Adds a telemetry client that fires a single cli_cmd event when lstk start runs (this is merely to not have deadcode. Defining telemetry is still WIP PRO-210)

Enriches every event with version, os, arch, is_ci, machine_id (persistent uuid stored in the lstk config dir), a per-session UUID (ultimately one session ID per command), a X-Client header with value lstk/v2
Can be disabled when LOCALSTACK_DISABLE_EVENTS=1
Sent in a background goroutine with a 3s timeout so a slow/unreachable endpoint never blocks
Flushes on exit so that the event is sent even when the command returns early

✔️ Tested

Ran analytics-backend locally and observed:
{"timestamp": "2026-03-03T12:08:38.280", "level": "INFO", "threadName": "Dummy-8", "process": 1312488, "name": "analytics.core", "message": "record_events: Event(name='cli_cmd', metadata=EventMetadata(session_id='6ec424b8-0196-4815-83b7-2ae45e2d6146', client_time='2026-03-03 11:08:28.019701'), payload={'arch': 'amd64', 'cmd': 'lstk start', 'is_ci': False, 'machine_id': '5df95f6a-6dc0-4449-9ea8-f0f1b23b8f7c', 'os': 'linux', 'params': [], 'version': 'dev'})"}

carole-lavillonniere · 2026-03-03T12:27:18Z

cmd/root.go


 func runStart(ctx context.Context, rt runtime.Runtime) error {
+	tel := telemetry.New()
+	defer tel.Flush()


TODO: create one telemetry client per run/command.
For this we need to re-work our dependency injection (coming in a subsequent PR).
Then we can easily flush after a command finishes, in PersistentPostRun.
However we need to investigate if/how to still send the event when calling os.Exit(1) (which we do on error)
since it kills the process before any post-run hooks fire.
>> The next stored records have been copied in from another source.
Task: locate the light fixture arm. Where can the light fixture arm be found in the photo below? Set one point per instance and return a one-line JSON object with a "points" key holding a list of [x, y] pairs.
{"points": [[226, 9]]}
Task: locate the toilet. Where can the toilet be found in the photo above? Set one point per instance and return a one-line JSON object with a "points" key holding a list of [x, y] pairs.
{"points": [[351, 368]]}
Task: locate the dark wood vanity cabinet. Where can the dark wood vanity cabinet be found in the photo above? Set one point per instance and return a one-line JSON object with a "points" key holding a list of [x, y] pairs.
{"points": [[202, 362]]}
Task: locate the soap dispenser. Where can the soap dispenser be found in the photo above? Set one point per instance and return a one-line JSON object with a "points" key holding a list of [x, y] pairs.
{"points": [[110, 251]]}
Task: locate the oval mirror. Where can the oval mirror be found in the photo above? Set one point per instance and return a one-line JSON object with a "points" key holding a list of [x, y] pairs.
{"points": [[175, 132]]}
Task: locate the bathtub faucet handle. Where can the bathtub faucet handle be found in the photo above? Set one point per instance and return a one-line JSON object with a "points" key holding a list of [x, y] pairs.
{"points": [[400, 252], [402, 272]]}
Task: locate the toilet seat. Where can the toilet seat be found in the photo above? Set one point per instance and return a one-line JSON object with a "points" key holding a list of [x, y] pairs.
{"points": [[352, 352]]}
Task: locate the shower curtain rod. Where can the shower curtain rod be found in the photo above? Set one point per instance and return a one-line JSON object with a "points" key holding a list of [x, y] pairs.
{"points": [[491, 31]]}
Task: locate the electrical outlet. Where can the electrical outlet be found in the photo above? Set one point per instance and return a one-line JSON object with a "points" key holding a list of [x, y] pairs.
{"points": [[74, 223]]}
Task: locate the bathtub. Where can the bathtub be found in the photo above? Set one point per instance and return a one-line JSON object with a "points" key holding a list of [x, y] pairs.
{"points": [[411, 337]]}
Once we have this, we would also have a single sessionID per command which all events for that command would send.

coderabbitai · 2026-03-03T13:24:59Z

No actionable comments were generated in the recent review. 🎉

ℹ️ Recent review info

Configuration used: Repository UI (base), Organization UI (inherited)

Review profile: CHILL

Plan: Pro

📥 Commits

Reviewing files that changed from the base of the PR and between 37daf75 and 4bf0c52.

📒 Files selected for processing (1)

internal/telemetry/client_test.go

🚧 Files skipped from review as they are similar to previous changes (1)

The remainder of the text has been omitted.